En la medida en que seamos capaces de aplicar nuestra circunstancia para agregar desde ella la experiencia de los demás habremos creado una ampliación de nuestro sistema imaginativo. Y a este tipo de lectura he dedicado algunas en estas tardes calurosas de agosto, y más concretamente a don José de Echegaray, premio nobel de literatura, el poeta más maltratado de nuestras letras españolas. En mis viajes a la ciudad de México, Cuba, Guatemala y otras naciones de aquel continente escuché cuál era el desprecio que literariamente se sentía por nuestro compatriota, fallecido en Madrid el 14 de septiembre de hace ahora ochenta y cuatro años, cuando España comenzaba “a estar sin pulso”, según pensaba la clase intelectual, y llevaban toda razón del mundo.
Va a hacer casi un siglo de todo esto.

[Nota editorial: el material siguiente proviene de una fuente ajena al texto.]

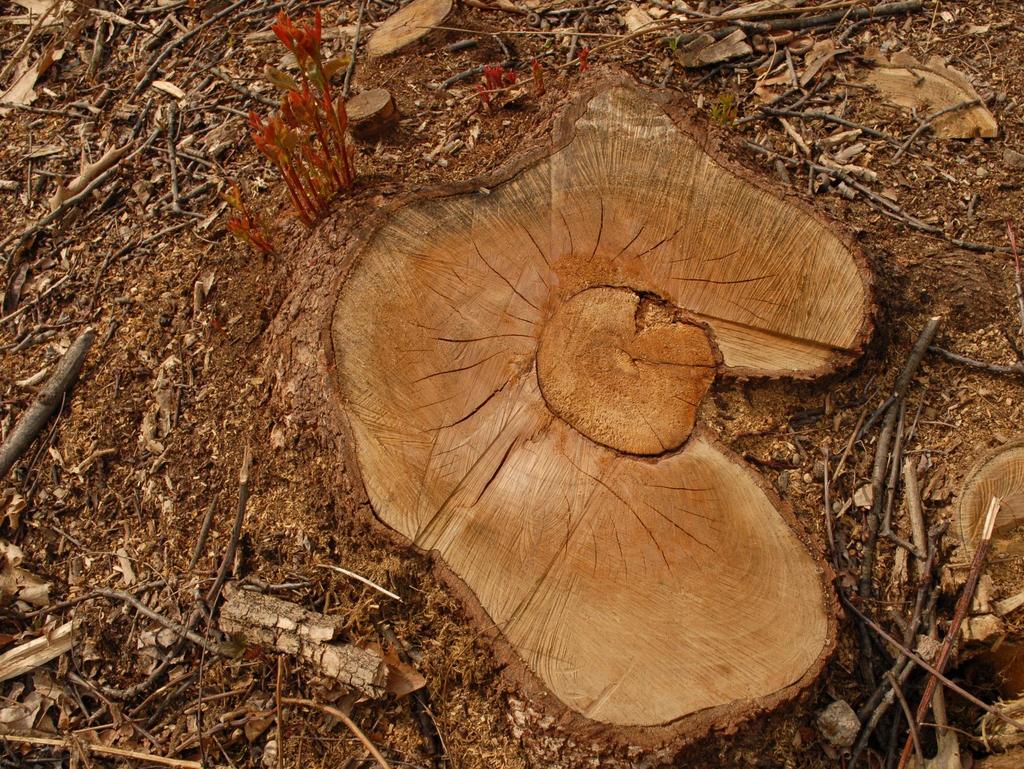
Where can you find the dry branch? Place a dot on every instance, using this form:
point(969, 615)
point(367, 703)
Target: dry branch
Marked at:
point(287, 627)
point(36, 417)
point(73, 743)
point(963, 605)
point(343, 718)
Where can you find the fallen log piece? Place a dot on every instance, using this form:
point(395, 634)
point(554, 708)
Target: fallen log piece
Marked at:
point(32, 422)
point(407, 26)
point(371, 114)
point(269, 622)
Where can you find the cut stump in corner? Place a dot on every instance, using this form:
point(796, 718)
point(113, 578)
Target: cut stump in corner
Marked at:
point(998, 473)
point(408, 25)
point(371, 114)
point(521, 361)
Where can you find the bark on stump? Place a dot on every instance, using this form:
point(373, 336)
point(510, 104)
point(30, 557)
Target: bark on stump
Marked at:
point(518, 365)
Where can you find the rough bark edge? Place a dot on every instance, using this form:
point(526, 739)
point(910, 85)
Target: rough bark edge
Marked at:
point(970, 476)
point(679, 110)
point(560, 725)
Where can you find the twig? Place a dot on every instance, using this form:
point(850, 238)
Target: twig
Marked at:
point(278, 720)
point(365, 581)
point(16, 55)
point(963, 605)
point(334, 712)
point(898, 691)
point(204, 531)
point(181, 40)
point(23, 237)
point(232, 544)
point(1014, 369)
point(28, 305)
point(100, 750)
point(912, 495)
point(355, 44)
point(928, 668)
point(1012, 233)
point(927, 123)
point(776, 113)
point(177, 628)
point(882, 451)
point(49, 398)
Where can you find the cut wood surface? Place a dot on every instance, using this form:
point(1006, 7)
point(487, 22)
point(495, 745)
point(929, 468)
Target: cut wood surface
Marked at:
point(930, 88)
point(504, 354)
point(371, 114)
point(407, 26)
point(999, 474)
point(270, 622)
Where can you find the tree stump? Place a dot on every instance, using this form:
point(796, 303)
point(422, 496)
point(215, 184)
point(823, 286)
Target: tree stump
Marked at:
point(408, 25)
point(520, 364)
point(371, 114)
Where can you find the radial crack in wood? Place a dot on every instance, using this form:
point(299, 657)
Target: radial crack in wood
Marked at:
point(505, 348)
point(408, 25)
point(999, 473)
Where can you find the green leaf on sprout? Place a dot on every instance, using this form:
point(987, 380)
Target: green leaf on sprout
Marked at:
point(280, 79)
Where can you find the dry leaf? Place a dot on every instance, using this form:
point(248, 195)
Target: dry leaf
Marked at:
point(15, 583)
point(31, 654)
point(402, 679)
point(817, 58)
point(929, 88)
point(23, 90)
point(706, 50)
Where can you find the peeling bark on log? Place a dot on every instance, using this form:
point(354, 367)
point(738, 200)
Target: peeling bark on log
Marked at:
point(280, 625)
point(372, 114)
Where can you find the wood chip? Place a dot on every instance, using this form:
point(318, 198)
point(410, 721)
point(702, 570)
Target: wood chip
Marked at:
point(273, 623)
point(929, 88)
point(706, 50)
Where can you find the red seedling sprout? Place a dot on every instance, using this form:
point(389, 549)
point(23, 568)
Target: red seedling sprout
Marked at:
point(306, 138)
point(245, 225)
point(538, 72)
point(496, 77)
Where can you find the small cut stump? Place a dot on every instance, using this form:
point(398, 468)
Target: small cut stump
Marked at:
point(522, 364)
point(407, 26)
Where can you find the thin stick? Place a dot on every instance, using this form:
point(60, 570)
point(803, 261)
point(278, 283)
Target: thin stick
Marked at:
point(346, 721)
point(927, 123)
point(898, 691)
point(276, 702)
point(232, 544)
point(355, 44)
point(204, 532)
point(23, 237)
point(181, 630)
point(1017, 271)
point(963, 605)
point(882, 453)
point(166, 50)
point(927, 667)
point(37, 415)
point(912, 494)
point(101, 750)
point(1016, 370)
point(16, 55)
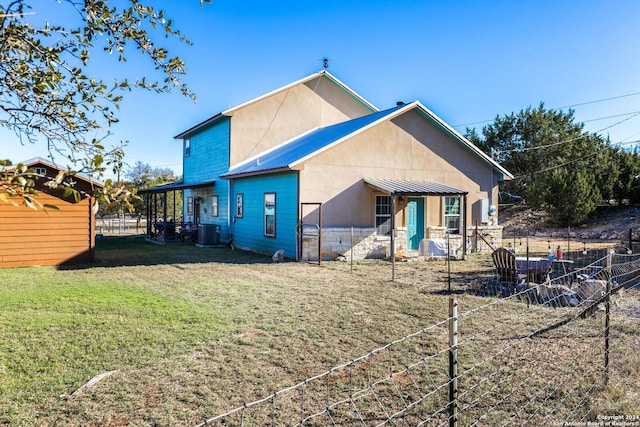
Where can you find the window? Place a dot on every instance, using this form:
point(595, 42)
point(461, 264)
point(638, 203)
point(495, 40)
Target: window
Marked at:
point(190, 205)
point(452, 214)
point(239, 208)
point(214, 205)
point(270, 214)
point(383, 215)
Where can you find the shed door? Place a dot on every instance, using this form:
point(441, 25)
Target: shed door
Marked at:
point(415, 223)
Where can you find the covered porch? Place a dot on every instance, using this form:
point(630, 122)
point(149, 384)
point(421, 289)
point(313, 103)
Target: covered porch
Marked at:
point(410, 224)
point(165, 211)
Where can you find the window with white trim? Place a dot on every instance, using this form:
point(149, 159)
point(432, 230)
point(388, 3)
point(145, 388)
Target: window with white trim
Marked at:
point(383, 215)
point(239, 203)
point(270, 214)
point(452, 214)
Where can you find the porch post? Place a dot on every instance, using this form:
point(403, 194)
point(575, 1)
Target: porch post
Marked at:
point(393, 240)
point(464, 226)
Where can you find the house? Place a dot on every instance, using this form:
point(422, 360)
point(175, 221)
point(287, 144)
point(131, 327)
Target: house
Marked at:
point(59, 236)
point(316, 170)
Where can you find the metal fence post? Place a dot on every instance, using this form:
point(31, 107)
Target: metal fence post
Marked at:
point(607, 319)
point(453, 362)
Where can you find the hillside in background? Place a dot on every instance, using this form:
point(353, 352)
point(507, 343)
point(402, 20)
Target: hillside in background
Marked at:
point(608, 223)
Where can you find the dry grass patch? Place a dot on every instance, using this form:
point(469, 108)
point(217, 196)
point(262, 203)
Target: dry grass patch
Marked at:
point(195, 332)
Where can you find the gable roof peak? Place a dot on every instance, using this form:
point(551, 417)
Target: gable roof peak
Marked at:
point(322, 73)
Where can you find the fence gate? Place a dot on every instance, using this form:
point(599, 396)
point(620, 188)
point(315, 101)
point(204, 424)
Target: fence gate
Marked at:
point(310, 232)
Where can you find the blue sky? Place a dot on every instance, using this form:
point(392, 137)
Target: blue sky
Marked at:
point(467, 61)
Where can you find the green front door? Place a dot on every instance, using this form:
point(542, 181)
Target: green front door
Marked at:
point(415, 223)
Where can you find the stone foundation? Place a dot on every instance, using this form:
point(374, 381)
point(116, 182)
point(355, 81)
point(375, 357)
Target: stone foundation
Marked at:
point(337, 242)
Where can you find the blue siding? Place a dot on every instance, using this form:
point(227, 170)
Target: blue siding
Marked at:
point(208, 159)
point(248, 231)
point(209, 156)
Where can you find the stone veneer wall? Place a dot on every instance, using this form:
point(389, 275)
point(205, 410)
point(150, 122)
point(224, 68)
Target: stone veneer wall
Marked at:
point(336, 242)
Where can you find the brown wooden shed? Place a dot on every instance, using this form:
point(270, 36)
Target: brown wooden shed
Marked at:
point(31, 237)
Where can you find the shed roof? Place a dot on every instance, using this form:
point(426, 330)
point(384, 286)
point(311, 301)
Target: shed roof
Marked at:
point(413, 188)
point(175, 186)
point(49, 164)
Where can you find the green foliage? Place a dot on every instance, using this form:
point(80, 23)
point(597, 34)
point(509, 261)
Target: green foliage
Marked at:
point(46, 93)
point(570, 195)
point(557, 165)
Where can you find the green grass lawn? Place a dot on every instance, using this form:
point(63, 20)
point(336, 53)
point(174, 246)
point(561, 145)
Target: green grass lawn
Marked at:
point(193, 332)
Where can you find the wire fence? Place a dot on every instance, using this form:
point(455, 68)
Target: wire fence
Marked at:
point(122, 224)
point(525, 356)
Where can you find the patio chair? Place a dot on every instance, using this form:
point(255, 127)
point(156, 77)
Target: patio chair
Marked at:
point(506, 267)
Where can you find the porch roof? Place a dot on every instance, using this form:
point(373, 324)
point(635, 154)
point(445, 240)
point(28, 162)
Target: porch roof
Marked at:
point(175, 186)
point(413, 188)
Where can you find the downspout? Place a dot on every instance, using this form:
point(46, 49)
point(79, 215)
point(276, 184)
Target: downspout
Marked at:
point(393, 242)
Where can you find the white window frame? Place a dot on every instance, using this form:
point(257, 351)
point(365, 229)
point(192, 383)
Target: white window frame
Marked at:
point(239, 205)
point(452, 202)
point(269, 211)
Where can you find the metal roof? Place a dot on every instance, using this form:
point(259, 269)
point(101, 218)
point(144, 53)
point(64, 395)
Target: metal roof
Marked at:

Un siglo de la muerte de José de Echegaray, del derrumbamiento del imperio español y de la llegada de la lengua española a las américas, un autor tan celebrado en aquellos países como también entre los españoles. Recuerdo mi admiración y amistad con el actor Ricardo Calvo, intérprete insuperable de José de Echegaray y de otros dramaturgos importantes de aquellos tiempos. Otro de los autores que gozaron de gran prestigio entre el público que acudía a los espectáculos teatrales era Joaquín Dicenta, el cual introdujo su drama “Juan José,” dando a conocer el teatro social en España. Siempre que se le entrevistaba se refería a este gran fenómeno escénico del “Juan José”,
Ramón Gómez de la Serna escribió en su biografía sobre Ramón María de Valle-Inclán que la palabra alta de los críticos del Noventa y Ocho era “admirable”, mientras que la baja era “imbécil”. Con la primera se aludía especialmente al ínclito Rubén Darío, lo cual me parece acertado desde cualquier punto de vista con su obra; la segunda, que se referían a don José de Echegaray, no puede parecerme acertada. No se trata de la palabra adecuada para definir al autor. Azorín, hoy tan olvidado, escribió en aquella época que en el periodo de 1870 a 1898 el teatro de Echegaray ha sugestionado al tipo medio del español y ha determinado en la sociedad literaria una porción de ramificaciones y derivaciones sumamente sutiles y complejas, que no debemos echar en olvido el empuje del dramaturgo, el primero que ganó el premio Nobel nacido en España.